When I returned to Australia, imagine my shock to discover what my devious sister had done. My wonderful sunflower was still strong and healthy, but it was beginning to flower! My sister had bought giant sunflower seeds but she'd also bought dwarf sunflower seeds and switched the contents of the packets.

It's still done quite well for a dwarf variety, but the second flower is about to open and it's reached approximately 100cm.

You may think that's amusing, but I'm having the last laugh. Family are all in the UK, not here. They have only my word for the progress so now I understand why she was so shocked to hear about the growth. And I'm continuing to spin this to darling sis. I just sent her an SMS telling her my best plant is now too tall for me to measure.

Soon they're gonna ask for photographic evidence, but I figure this will help.



Thursday, August 09, 2007

Political correctness gone mad has reached Australia


I saw an advert on TV tonight that made me sad. It was for a harmless product and yet the small text across the bottom of the screen read : "Incorrect usage may cause harm"

No shit.

What, used incorrectly, does not have the potential to cause harm? If I bought a bag of marshmallows, sewed them together and used them as a safety helmet it probably wouldn't work.

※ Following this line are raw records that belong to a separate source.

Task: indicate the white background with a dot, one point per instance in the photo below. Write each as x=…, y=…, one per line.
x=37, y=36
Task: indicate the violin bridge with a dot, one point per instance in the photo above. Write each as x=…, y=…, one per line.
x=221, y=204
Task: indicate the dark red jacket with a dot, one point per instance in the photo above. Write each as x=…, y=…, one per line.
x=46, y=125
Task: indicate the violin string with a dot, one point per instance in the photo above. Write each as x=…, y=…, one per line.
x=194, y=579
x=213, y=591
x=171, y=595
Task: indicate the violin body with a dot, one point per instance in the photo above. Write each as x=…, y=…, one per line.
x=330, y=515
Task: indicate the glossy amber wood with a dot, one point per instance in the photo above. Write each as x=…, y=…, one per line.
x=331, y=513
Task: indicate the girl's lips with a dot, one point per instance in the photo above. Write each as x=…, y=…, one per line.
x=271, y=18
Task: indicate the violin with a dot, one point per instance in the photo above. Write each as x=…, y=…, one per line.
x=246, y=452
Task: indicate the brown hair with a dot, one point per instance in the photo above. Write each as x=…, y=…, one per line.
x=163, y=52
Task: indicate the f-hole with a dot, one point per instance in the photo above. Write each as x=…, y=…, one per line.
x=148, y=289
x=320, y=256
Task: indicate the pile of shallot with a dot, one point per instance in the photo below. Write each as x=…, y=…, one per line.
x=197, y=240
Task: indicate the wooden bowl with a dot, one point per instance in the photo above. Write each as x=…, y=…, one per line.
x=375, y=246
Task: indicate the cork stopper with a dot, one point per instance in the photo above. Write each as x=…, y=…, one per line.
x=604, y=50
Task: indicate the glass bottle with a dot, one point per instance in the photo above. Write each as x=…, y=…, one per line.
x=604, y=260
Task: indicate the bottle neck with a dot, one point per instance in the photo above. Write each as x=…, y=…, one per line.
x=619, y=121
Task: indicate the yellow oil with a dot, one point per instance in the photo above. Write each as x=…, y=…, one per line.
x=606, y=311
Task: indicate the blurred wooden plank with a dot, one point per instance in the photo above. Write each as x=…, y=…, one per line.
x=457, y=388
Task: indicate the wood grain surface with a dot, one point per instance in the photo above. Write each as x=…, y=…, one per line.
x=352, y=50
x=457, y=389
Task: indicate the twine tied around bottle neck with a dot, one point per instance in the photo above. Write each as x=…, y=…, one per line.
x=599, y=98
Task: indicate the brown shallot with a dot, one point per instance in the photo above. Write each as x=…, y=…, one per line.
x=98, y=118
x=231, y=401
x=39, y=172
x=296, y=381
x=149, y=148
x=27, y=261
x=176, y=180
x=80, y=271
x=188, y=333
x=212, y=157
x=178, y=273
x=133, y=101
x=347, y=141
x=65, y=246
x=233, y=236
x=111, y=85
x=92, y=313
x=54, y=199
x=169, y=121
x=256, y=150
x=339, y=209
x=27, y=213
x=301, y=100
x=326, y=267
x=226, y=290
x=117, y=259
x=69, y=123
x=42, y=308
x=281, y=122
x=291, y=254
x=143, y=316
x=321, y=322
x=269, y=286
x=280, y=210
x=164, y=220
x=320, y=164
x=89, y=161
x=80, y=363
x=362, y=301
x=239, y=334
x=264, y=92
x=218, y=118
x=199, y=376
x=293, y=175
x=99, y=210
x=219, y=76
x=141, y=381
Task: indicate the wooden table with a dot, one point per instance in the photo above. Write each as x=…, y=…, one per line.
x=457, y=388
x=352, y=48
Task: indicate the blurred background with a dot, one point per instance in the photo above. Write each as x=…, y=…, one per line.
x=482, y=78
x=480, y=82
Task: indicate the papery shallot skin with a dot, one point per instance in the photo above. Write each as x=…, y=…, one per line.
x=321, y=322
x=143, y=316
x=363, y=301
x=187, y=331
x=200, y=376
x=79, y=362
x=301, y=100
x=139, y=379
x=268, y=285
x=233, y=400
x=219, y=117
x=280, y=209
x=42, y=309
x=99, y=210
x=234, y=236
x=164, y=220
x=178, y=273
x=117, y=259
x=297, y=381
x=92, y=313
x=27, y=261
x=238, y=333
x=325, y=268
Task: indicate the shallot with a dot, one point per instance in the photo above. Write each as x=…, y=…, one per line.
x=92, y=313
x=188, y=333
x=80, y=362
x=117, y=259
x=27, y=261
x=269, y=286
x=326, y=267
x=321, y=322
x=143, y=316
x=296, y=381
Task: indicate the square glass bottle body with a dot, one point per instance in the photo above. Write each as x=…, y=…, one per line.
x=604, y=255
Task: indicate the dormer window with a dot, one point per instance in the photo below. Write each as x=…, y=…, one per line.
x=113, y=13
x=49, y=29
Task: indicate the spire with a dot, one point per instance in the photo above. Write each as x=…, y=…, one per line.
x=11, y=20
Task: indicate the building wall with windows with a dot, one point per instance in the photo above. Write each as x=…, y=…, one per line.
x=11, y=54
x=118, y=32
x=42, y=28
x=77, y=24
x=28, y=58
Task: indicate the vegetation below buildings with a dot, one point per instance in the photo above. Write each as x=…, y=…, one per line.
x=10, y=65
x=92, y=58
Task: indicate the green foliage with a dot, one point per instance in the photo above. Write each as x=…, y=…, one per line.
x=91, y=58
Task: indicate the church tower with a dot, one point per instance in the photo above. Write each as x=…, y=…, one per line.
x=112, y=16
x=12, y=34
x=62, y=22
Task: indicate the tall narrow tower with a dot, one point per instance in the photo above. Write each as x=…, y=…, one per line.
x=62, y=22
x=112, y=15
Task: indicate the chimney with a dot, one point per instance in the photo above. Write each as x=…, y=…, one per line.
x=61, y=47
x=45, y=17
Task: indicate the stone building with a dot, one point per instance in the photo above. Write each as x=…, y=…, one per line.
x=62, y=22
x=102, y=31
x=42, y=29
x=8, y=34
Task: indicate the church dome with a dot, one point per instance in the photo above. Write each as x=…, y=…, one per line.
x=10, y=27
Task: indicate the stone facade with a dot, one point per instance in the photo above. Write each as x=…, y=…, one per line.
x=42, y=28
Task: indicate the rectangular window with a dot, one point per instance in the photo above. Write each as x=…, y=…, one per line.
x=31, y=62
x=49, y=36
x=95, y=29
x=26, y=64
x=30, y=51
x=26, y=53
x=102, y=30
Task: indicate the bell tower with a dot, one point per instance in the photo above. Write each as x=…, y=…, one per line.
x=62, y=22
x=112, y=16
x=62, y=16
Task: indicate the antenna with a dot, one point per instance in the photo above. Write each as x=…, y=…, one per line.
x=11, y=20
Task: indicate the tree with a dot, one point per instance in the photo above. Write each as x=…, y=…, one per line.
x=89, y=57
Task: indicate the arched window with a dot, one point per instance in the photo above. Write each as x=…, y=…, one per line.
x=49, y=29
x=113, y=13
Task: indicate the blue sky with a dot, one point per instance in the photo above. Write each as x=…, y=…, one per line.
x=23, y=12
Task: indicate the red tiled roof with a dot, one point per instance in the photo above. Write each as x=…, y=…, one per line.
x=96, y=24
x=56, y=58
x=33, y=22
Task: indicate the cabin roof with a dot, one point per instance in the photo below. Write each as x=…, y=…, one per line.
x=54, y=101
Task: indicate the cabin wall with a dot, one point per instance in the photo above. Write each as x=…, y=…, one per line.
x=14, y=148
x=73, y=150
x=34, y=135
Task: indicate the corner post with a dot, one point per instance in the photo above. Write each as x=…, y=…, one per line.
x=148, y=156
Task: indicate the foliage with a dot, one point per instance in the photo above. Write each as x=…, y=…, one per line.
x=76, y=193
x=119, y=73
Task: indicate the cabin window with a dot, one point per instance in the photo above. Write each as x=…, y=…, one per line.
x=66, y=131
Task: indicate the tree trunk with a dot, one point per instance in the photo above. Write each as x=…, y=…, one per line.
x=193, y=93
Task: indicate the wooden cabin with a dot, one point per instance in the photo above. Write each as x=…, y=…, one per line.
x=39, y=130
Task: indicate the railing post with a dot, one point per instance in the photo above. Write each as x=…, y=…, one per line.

If I made a helmet from marshamallow, and I was walking along the street only to get landed upon by an ACME 10 Ton anvil, see birdies circling my head with annoying tweety sounds, one thing would be the last on my mind: "Go chasing that damn marshmallow company for failing to warn me that this wouldn't work!"

Challenge: Can you think of anything that couldn't cause harm if used incorrectly?